Comment 1 Simon McVittie 2015-11-20 17:06:24 UTC
Unfortunately I don't routinely run the tests as root for the upstream release process, I don't currently have a pre-upload autopkgtest environment, and ci.debian.net is sufficiently overloaded that dbus only gets tested once a month. Hopefully I'll eventually set up some sort of buildbot that runs autopkgtest on git master and the stable branch, although to do that, the Debian packaging might need some adjustment. Yes, the regression is that the test relies on being able to call UpdateActivation as root or messagebus on a bus where we have an activation helper, which isn't useful (because the activation helper discards its environment anyway) and is no longer allowed since 1.10.4. We'll need to change the test to assert that it fails as nobody, but not assert that it succeeds as root or messagebus. We could use Monitoring.BecomeMonitor() as the function that we assert is allowed for root. The reason that multi-user.conf sets an activation helper (it's /bin/false) is that I wanted to rule out the possibility of arbitrary code execution (via activation) on machines where that test is run. I've considered adding a command line option to disable traditional activation (so all activation must go via systemd, which we can control). That would address that issue.

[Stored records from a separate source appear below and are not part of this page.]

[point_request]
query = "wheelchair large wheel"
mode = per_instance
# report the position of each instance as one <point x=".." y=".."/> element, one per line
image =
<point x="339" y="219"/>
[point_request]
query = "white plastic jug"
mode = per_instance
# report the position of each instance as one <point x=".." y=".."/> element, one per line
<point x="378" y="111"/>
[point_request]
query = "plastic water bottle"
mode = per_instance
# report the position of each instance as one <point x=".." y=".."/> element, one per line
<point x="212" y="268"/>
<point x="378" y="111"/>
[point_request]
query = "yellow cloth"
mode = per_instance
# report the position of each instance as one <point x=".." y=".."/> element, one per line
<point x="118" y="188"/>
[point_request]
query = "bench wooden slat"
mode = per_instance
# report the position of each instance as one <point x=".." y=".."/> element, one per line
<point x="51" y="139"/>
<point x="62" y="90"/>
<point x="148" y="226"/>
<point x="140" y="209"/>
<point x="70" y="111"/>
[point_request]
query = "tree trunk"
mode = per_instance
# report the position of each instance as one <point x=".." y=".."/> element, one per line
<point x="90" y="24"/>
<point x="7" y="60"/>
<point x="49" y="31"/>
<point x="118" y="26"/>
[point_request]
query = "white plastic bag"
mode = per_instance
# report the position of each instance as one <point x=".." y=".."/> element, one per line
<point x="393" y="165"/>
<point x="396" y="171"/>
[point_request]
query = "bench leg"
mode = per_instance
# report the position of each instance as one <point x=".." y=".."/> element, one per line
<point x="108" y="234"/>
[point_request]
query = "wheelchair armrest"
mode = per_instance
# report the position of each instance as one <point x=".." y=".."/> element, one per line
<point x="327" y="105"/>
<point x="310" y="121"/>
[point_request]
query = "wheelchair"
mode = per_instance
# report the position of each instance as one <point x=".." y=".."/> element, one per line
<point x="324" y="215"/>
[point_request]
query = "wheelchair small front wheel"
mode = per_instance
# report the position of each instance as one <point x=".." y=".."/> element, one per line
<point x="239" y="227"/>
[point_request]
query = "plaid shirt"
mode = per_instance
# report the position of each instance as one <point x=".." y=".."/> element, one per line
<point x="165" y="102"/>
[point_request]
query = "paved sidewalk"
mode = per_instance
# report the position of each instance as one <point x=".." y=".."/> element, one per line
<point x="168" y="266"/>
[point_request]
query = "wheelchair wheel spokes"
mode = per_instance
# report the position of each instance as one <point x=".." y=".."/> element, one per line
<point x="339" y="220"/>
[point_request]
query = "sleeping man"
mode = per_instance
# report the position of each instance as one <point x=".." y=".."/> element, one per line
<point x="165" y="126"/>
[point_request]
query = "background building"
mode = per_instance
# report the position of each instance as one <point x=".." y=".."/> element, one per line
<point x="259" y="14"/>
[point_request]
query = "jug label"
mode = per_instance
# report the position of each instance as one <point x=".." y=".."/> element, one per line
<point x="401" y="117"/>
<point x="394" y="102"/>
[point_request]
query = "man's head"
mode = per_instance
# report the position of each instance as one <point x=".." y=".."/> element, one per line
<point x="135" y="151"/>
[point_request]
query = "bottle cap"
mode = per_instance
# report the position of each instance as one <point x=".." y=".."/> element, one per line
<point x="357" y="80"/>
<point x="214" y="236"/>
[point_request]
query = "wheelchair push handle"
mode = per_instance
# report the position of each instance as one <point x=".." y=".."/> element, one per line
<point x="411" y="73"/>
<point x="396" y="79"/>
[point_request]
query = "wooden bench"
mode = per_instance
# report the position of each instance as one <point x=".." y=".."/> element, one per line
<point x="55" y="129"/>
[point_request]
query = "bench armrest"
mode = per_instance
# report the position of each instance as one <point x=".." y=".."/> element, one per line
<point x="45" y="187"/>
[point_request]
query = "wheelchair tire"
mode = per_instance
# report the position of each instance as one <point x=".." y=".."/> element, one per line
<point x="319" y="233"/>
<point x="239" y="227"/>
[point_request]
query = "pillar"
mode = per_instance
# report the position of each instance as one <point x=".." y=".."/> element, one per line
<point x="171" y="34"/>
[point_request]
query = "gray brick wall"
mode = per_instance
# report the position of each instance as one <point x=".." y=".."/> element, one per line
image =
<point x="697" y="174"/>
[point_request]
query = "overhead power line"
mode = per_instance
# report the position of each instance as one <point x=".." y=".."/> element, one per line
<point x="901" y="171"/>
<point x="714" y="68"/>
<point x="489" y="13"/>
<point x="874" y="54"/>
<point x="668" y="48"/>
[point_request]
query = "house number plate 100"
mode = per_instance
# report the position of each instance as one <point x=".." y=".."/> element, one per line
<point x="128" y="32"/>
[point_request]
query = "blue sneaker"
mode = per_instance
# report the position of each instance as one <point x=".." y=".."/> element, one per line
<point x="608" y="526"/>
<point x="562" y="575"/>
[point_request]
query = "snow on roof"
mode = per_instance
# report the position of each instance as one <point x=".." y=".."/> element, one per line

Comment 2 Simon McVittie 2015-11-20 17:20:32 UTC
Created attachment 119997 [details] [review] uid-permissions test: don't assert that root can UpdateActivationEnvironment Since 1.10.4 this is hard-coded to be disallowed when an activation helper is used. That would be a security flaw waiting to happen, and makes little sense anyway, because the activation helper sanitises its environment. Use BecomeMonitor() instead, as our way to assert that root and messagebus are privileged.
Comment 3 Iain Lane 2015-11-23 13:16:22 UTC
Comment on attachment 119997 [details] [review] uid-permissions test: don't assert that root can UpdateActivationEnvironment Review of attachment 119997 [details] [review]: ----------------------------------------------------------------- It works for me and seems sensible when comparing it to test_uae (although I'm not very familiar with the code). The two tests have a fair bit in common, might be worth factoring some bits out, but not that important. Thanks, I'm going to upload this to Ubuntu.
Comment 4 Simon McVittie 2015-11-24 01:23:54 UTC
Fixed in git for 1.10.6 and 1.11.0, thanks. (In reply to Iain Lane from comment #3) > The two tests have a fair bit in > common, might be worth factoring some bits out, but not that important. I'd be happy to review a patch (also for any other test coverage or simplicity improvements).